At such a critical moment in US history, we need reporters on the ground. Your donation allows us to keep sending journalists to speak to both sides of the story.

The Independent is trusted by Americans across the entire political spectrum. And unlike many other quality news outlets, we choose not to lock Americans out of our reporting and analysis with paywalls. We believe quality journalism should be available to everyone, paid for by those who can afford it.

Your support makes all the difference.

THE BRITISH Parliament could be seen in all its farcical glory last week, during the final stages of the Railway Bill. Middle-aged men donned black opera hats and knotted handkerchieves, bobbed up and down waving pieces of paper, played games in the lavatories, shouted 'I spy strangers'. We may draw comparisons with mad hatters' tea parties or, since the cast included lords and ladies, with Shakespearian comedy. But the failings of the legislature are not, in truth, a laughing matter.

They are not, for example, a laughing matter to those thousands of fathers who have received demands for what they consider excessive payments from the Child Support Agency. How many people realised, when the Child Support Act was debated and passed, that the agency would eventually set maintenance payments for all children whose parents are separated - regardless of whether the mother presently receives state benefits, regardless of whether the parents' relationship was based on a one- night stand or a 10-year marriage, regardless of whether the separation was amicable?

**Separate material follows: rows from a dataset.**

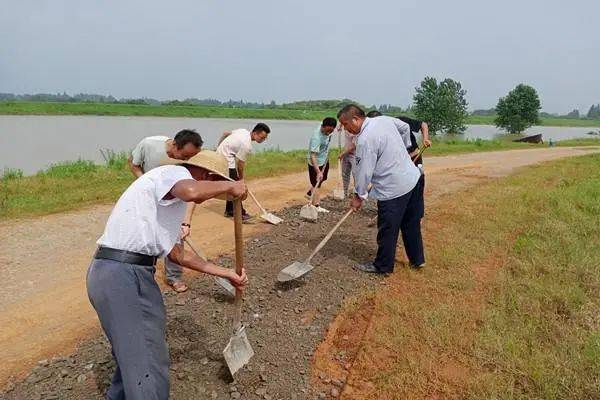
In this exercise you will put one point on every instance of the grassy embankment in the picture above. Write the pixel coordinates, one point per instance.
(508, 305)
(71, 185)
(38, 108)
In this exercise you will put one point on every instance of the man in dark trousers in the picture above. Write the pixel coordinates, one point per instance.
(413, 149)
(383, 163)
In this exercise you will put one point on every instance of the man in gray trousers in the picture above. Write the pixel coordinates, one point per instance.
(146, 156)
(143, 226)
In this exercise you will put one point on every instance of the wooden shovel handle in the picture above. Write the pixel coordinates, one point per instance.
(326, 238)
(239, 260)
(312, 192)
(256, 201)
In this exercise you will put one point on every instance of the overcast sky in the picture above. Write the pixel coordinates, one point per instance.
(375, 52)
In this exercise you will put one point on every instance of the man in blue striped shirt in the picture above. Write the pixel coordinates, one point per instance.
(383, 163)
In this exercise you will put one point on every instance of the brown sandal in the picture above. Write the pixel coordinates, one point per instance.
(179, 286)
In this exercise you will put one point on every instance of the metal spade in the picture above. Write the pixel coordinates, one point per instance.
(267, 216)
(309, 212)
(297, 269)
(238, 351)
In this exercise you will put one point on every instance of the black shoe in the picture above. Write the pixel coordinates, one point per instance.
(367, 267)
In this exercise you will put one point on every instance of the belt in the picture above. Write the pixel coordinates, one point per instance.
(124, 256)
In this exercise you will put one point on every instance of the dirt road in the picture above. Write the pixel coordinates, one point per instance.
(44, 309)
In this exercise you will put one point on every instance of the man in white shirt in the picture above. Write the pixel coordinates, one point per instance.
(383, 163)
(235, 146)
(148, 155)
(347, 157)
(145, 225)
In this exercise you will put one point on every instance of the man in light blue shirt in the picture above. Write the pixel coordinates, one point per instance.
(318, 152)
(384, 165)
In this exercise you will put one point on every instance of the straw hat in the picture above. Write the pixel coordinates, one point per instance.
(207, 159)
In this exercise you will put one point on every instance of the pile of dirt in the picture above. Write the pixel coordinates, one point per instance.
(286, 322)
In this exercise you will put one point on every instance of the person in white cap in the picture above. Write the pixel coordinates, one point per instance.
(235, 146)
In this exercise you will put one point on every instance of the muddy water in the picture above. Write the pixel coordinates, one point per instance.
(32, 143)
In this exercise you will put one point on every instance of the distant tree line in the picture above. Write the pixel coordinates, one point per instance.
(441, 103)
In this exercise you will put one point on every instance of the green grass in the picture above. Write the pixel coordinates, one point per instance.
(41, 108)
(33, 108)
(563, 122)
(71, 185)
(540, 336)
(508, 305)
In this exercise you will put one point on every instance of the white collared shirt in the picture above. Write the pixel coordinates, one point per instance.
(382, 160)
(144, 222)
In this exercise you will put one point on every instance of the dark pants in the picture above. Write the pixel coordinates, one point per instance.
(132, 314)
(401, 213)
(229, 205)
(312, 175)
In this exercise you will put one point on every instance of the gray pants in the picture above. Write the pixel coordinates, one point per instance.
(132, 313)
(173, 271)
(348, 164)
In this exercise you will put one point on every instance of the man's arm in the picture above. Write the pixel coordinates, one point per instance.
(347, 150)
(366, 159)
(136, 170)
(404, 130)
(241, 166)
(223, 137)
(189, 260)
(315, 165)
(186, 225)
(190, 190)
(425, 133)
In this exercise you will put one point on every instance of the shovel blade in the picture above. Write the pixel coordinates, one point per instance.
(225, 284)
(294, 271)
(338, 194)
(309, 213)
(238, 351)
(271, 218)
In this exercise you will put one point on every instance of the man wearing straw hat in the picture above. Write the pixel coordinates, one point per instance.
(383, 162)
(143, 226)
(148, 155)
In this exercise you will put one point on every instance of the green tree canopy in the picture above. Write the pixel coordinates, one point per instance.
(519, 109)
(443, 106)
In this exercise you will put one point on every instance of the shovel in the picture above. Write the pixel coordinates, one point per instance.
(309, 212)
(419, 154)
(267, 216)
(238, 351)
(338, 193)
(297, 269)
(224, 283)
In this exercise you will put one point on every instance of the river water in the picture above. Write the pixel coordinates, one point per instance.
(31, 143)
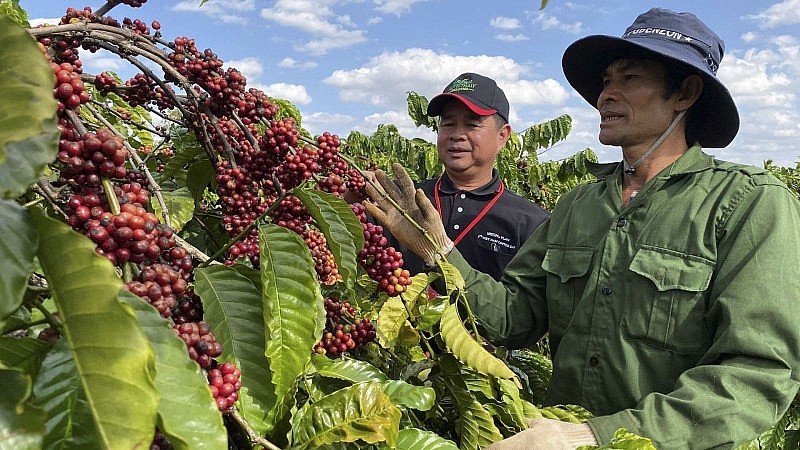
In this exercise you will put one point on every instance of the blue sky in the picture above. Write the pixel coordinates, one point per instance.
(347, 64)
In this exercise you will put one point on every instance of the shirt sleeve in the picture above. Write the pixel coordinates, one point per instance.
(748, 377)
(513, 311)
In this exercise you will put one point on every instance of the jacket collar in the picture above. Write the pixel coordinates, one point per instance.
(694, 160)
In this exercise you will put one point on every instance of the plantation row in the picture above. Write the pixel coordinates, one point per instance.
(183, 271)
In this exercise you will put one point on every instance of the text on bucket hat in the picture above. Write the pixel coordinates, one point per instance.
(679, 37)
(479, 93)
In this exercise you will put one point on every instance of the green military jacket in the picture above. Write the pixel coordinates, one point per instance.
(676, 316)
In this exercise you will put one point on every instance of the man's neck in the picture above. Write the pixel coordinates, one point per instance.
(667, 153)
(468, 182)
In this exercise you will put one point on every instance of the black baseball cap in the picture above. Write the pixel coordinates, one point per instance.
(479, 93)
(679, 37)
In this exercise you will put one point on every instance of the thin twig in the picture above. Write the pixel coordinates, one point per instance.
(45, 189)
(154, 187)
(251, 434)
(136, 124)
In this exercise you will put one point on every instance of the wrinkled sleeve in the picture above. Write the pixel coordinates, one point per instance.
(749, 376)
(513, 311)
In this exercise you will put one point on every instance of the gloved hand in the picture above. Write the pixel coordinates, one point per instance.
(548, 434)
(417, 206)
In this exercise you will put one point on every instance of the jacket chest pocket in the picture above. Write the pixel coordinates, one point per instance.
(567, 268)
(669, 311)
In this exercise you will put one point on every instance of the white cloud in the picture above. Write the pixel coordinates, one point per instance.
(427, 72)
(225, 11)
(291, 63)
(396, 7)
(39, 21)
(328, 30)
(250, 67)
(550, 22)
(511, 37)
(336, 123)
(400, 119)
(102, 61)
(749, 37)
(295, 93)
(527, 92)
(505, 23)
(786, 12)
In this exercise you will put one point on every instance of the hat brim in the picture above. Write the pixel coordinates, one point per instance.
(586, 59)
(436, 105)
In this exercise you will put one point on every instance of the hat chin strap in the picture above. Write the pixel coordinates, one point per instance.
(630, 169)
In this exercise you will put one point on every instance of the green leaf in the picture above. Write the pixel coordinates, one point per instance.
(404, 394)
(352, 370)
(180, 206)
(20, 422)
(23, 353)
(341, 228)
(187, 149)
(391, 319)
(431, 312)
(623, 440)
(113, 358)
(232, 306)
(200, 175)
(179, 382)
(476, 427)
(286, 109)
(12, 10)
(416, 439)
(293, 307)
(466, 349)
(418, 110)
(18, 244)
(361, 411)
(28, 126)
(58, 390)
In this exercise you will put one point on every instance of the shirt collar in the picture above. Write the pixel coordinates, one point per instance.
(447, 186)
(694, 160)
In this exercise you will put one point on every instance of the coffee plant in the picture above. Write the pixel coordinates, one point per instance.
(187, 267)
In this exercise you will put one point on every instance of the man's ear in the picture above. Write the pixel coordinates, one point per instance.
(690, 91)
(503, 134)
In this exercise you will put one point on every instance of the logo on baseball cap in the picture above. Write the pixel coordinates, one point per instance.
(479, 93)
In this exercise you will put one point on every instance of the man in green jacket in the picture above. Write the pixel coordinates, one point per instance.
(669, 287)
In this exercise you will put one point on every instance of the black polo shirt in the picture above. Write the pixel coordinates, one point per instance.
(493, 239)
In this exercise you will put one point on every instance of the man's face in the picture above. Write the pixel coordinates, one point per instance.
(633, 110)
(468, 143)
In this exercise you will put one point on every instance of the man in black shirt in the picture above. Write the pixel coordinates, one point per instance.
(486, 221)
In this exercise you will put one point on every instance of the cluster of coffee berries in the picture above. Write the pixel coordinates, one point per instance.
(136, 25)
(161, 285)
(225, 384)
(94, 156)
(200, 342)
(324, 262)
(104, 82)
(344, 332)
(382, 263)
(69, 89)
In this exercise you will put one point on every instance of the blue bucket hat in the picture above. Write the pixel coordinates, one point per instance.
(679, 37)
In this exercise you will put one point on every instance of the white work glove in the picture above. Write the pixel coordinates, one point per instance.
(414, 202)
(548, 434)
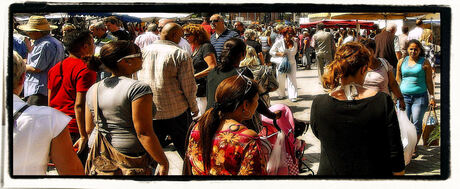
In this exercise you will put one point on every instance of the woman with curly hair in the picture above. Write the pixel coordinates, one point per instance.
(357, 127)
(204, 60)
(219, 144)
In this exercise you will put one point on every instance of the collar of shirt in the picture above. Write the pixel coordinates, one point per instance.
(166, 42)
(225, 31)
(17, 103)
(41, 39)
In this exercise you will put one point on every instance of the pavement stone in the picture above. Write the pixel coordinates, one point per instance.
(427, 163)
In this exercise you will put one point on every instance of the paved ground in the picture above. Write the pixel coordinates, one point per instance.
(427, 163)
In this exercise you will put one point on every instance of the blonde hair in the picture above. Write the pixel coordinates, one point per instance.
(251, 59)
(19, 68)
(200, 35)
(250, 34)
(426, 34)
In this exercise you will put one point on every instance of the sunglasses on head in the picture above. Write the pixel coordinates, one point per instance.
(130, 56)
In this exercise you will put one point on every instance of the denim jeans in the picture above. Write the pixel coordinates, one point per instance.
(416, 106)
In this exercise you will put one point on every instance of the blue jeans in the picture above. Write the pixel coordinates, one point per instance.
(416, 106)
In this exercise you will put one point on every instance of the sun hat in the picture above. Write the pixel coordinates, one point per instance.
(37, 23)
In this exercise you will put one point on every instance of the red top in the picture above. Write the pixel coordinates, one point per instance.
(233, 153)
(208, 28)
(76, 77)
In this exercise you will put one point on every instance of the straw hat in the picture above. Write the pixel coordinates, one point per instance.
(37, 23)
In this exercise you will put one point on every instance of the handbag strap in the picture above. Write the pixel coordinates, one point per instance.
(432, 109)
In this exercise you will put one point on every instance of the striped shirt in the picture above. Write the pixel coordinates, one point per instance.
(46, 53)
(218, 42)
(168, 70)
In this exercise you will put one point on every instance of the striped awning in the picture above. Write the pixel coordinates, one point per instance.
(319, 15)
(373, 15)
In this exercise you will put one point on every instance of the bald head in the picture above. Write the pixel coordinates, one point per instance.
(171, 32)
(164, 21)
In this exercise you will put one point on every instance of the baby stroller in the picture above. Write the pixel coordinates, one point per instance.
(287, 151)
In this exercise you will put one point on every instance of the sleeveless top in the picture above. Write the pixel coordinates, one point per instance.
(264, 43)
(413, 77)
(378, 79)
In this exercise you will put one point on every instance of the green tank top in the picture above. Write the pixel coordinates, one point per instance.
(413, 77)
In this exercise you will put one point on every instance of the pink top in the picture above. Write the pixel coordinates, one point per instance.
(378, 79)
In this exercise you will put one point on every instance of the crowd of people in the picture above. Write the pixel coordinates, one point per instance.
(105, 101)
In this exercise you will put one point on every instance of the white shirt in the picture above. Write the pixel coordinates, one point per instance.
(348, 39)
(32, 135)
(168, 70)
(415, 33)
(146, 39)
(183, 44)
(279, 46)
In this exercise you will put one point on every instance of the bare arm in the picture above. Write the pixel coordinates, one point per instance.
(395, 89)
(398, 71)
(210, 59)
(429, 81)
(32, 69)
(79, 109)
(89, 123)
(63, 156)
(142, 119)
(261, 58)
(49, 97)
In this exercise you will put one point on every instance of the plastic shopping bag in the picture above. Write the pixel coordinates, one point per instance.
(284, 67)
(276, 164)
(408, 135)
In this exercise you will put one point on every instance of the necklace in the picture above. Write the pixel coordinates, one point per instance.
(350, 90)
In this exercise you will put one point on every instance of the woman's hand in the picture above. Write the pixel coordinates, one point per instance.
(433, 102)
(163, 169)
(81, 144)
(278, 114)
(399, 173)
(402, 105)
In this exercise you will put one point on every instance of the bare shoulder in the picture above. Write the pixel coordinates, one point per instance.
(249, 132)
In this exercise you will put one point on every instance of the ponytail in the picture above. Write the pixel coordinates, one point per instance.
(208, 124)
(93, 63)
(348, 60)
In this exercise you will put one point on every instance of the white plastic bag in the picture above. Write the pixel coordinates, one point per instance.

How many people understood that the agency could override settlements already authorised by the courts? How many people understood that, even if both parents wish to opt out of the system, the law dictates that their family relationships will be determined by a state-supported bureaucracy? How many people understood that a rigid formula would be applied to matters that are, by nature, complex and sensitive? More important, how many MPs understood these things? The answer is that the Act sailed through Parliament on a wave of rhetoric about single mothers living on state benefits while feckless fathers roamed free. Nobody bothered with the detail.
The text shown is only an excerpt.